Лекции о Шекспире У.Х.Одена - 2001-10-11


В 1946 году Оден прочитал в Новой Школе (это престижное высшее учебное заведение в Нью-Йорке) курс лекций о Шекспире. Университетские лекции Набокова восстановлены в значительной степени по его собственным заметкам, а вот Оден, который по всем свидетельствам умел говорить увлекательно «не по бумажке», таких материалов не оставил, его лекции восстановлены и изданы по студенческим конспектам. Так что это не стопроцентный Оден. Но сдается мне, что процент Одена в этих неожиданных, остроумных и тонких рассуждениях о величайшем англичанине весьма велик.

В рассуждениях о литературе Оден был денди, как Оскар Уайлд. Денди, как известно, никогда ничего не боится, а если и боится, то виду не показывает, это было бы недостойно подлинного джентльмена. Оден рассуждал о литературе немножко как бы нехотя, будто будь его воля, он занялся бы чем-то более интересным, хотя, если подумать, то что бы это такое могло быть? Лекции о Шекспире совсем не академичны. В отличие от какого-нибудь штатного профессора Оден не слишком заботится обосновывать свои суждения. В один прекрасный день, когда студентам было объявлено, что предметом лекции будет комедия «Виндзорские проказницы», он пришел в класс и заявил, что эта вещь Шекспиру не удалась, пьеса настолько скучная, что говорить о ней нечего, лучше музыку послушать. И поставил пластинку с оперой Верди «Фальстаф».

Но когда он говорил всерьез, Оден подходил к Шекспиру как к товарищу по ремеслу: писателю задана определенная работа и ее надо закончить к определенному времени. Оден говорит: «Встреть мы Шекспира в 1595 году, он нас удивил бы, потому что в 1595 году его интересовал не театр, а поэмы и сонеты. Люди образованные среди его читателей тоже куда более интересовались его успехами в лирической поэзии. Нам просто повезло, что у Шекспира было туго с деньгами и ему пришлось писать для театра».

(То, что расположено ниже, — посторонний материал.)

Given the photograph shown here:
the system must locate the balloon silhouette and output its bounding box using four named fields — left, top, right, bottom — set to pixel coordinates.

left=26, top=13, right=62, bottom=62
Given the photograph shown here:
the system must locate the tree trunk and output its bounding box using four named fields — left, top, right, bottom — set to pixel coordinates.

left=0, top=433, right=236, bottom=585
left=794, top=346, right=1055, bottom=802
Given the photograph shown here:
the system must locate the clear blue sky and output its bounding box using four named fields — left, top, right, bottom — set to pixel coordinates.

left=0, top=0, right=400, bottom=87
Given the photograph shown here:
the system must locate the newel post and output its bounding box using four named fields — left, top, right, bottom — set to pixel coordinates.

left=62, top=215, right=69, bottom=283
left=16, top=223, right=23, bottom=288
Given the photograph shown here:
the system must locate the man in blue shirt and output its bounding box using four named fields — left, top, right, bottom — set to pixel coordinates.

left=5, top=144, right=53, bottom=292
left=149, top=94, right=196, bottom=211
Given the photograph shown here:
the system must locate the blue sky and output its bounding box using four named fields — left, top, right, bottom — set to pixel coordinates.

Что интересует самого Одена в Шекспире - это прежде всего характеры. Именно они являются главным продуктом гениального воображения. Исторический Цезарь имел мало общего с шекспировским Цезарем. Ариэль и Калибан и вовсе фантастические существа, но смерть Офелии или Корделии трогает нас до слез. Простые словесные конструкции превращаются в существа с индивидуальным внутренним миром, к которому мы приобщаемся. Шекспир, говорит Оден, был психологом - вопреки тому, чем он сам хотел заниматься. Своим слушателям Оден заскучать не давал. В его анализе всегда был провокативный элемент. Недаром он так любил все эти шекспировские сюжетные ловушки, переодевания, фальшивых любовников, негероических героев. И все же, когда он заявляет, что монолог Ричарда III точь-в-точь напоминает «речь Гитлера перед генштабом вермахта 23 августа 1939 года», мы знаем, что это сказано не для красного словца, не просто для того, чтобы подстегнуть внимание заскучавшей аудитории. В этом есть неожиданная правда. (Я полагаю, что из этого брошенного вскользь замечания Одена родилась режиссерская концепция хорошего английского фильма «Ричард III» с Ианом Маккелленом в заглавной роли).

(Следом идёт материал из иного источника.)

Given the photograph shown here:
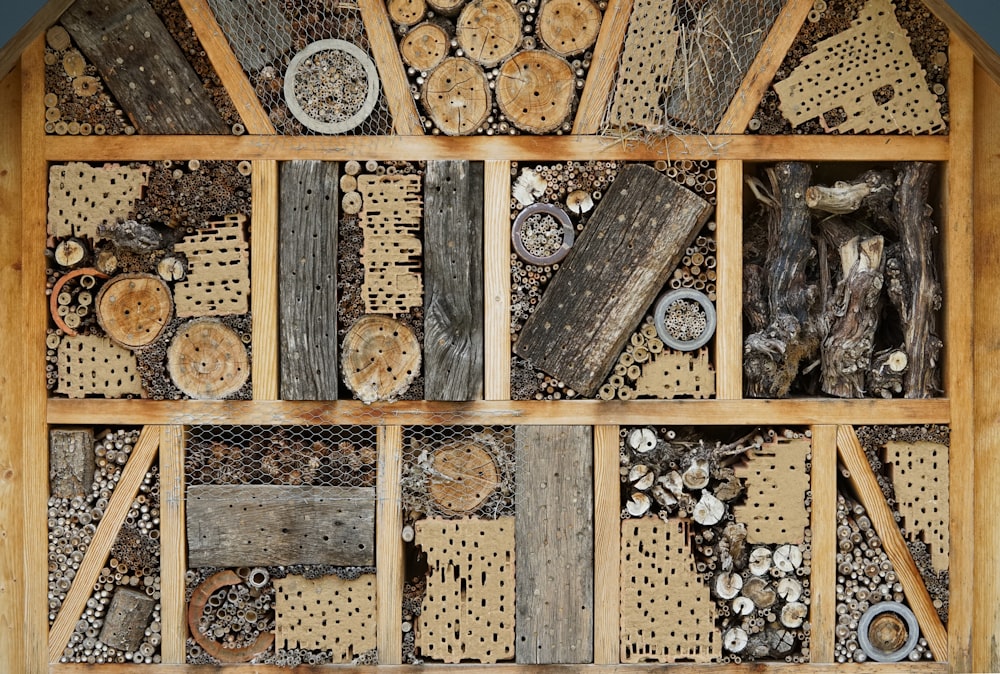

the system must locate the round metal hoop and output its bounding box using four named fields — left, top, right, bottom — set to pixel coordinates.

left=284, top=40, right=379, bottom=134
left=653, top=288, right=716, bottom=351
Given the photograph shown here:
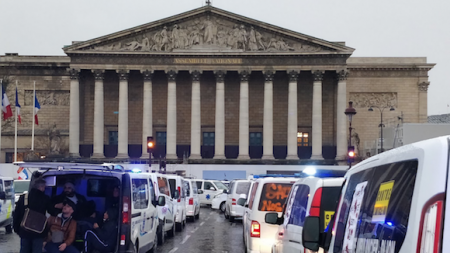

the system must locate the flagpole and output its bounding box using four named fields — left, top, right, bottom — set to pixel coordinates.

left=31, top=81, right=36, bottom=151
left=14, top=80, right=17, bottom=162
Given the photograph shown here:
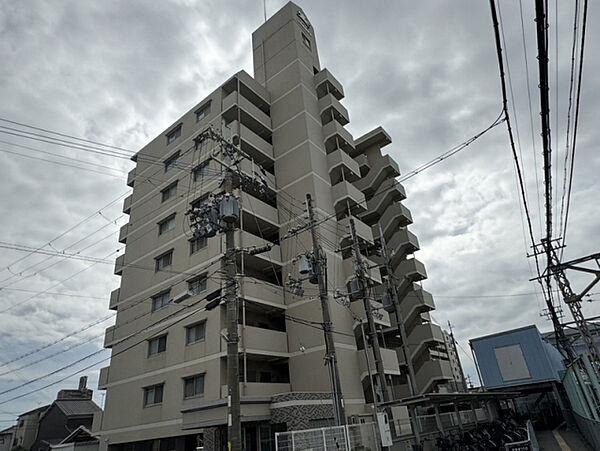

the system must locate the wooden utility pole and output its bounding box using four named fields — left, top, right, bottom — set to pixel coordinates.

left=306, top=194, right=346, bottom=426
left=350, top=216, right=391, bottom=402
left=224, top=168, right=242, bottom=451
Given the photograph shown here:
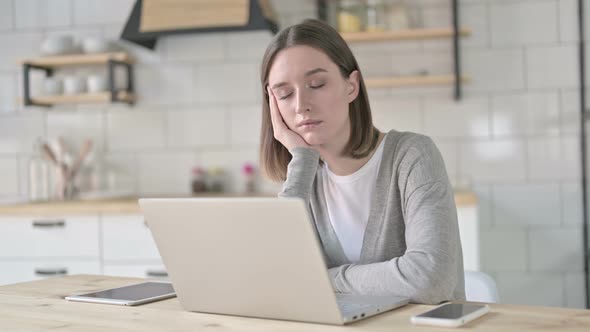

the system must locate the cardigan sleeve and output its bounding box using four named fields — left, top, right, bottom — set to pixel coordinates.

left=279, top=147, right=320, bottom=202
left=329, top=136, right=461, bottom=304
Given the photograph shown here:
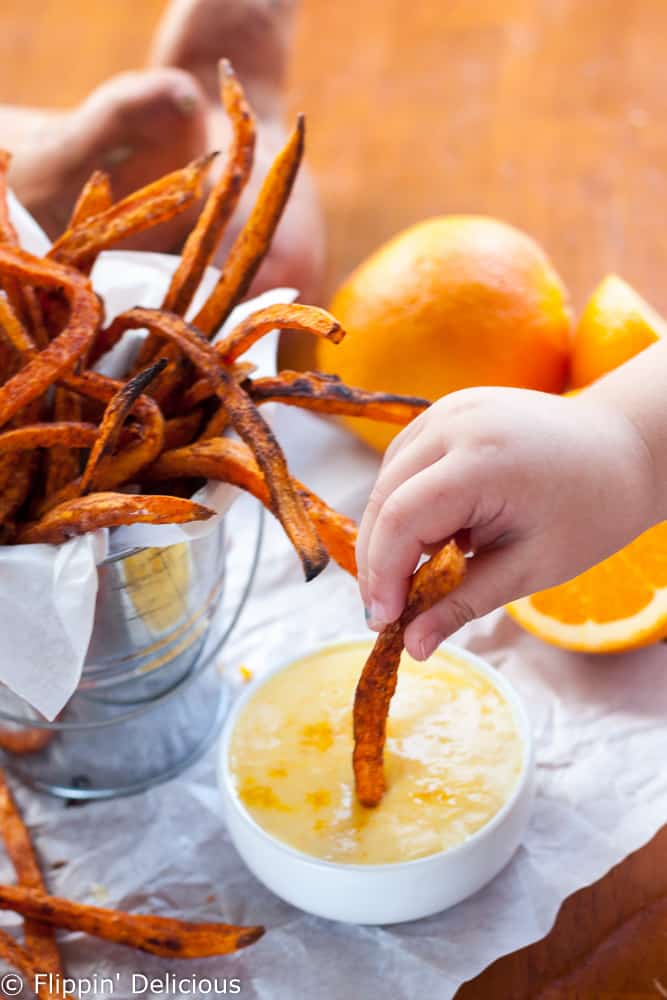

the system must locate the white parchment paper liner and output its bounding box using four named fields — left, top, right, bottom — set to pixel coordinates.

Объяснения, которые предлагает Оден, иногда так элегантно просты, что ахаешь: как же никто до этого за 400 лет не додумался! Например, он говорит о «Макбете»: «Обычно трагедия строится на несчастье в целом хорошего героя, в чьей добродетели обнаруживается один-единственный изъян. В «Макбете» наоборот: это проблеск добра становится причиной трагических страданий - Макбет и леди Макбет пытаются быть беззлобными убийцами». К слову сказать, «Макбет» и «Король Лир» с их безумными страстями не относились к числу любимых шекспировских произведений Одена. Так же и «Гамлет». (Он говорил, что все актеры перемудряют в роли датского принца, что идеально было бы на эту роль брать первого попавшегося прохожего с улицы). Любимыми вещами Одена были трагедии менее страстные, но художественно доведенные до совершенства, такие, как «Антоний и Клеопатра» и «Кориолан». Один психоаналитически настроенный рецензент не без проницательности отметил также, что Оден явно предпочитал те пьесы, в сюжете которых доминируют сильные женские характеры, и, вероятно, недолюбливал «Гамлета» из-за слабой грешницы Гертруды.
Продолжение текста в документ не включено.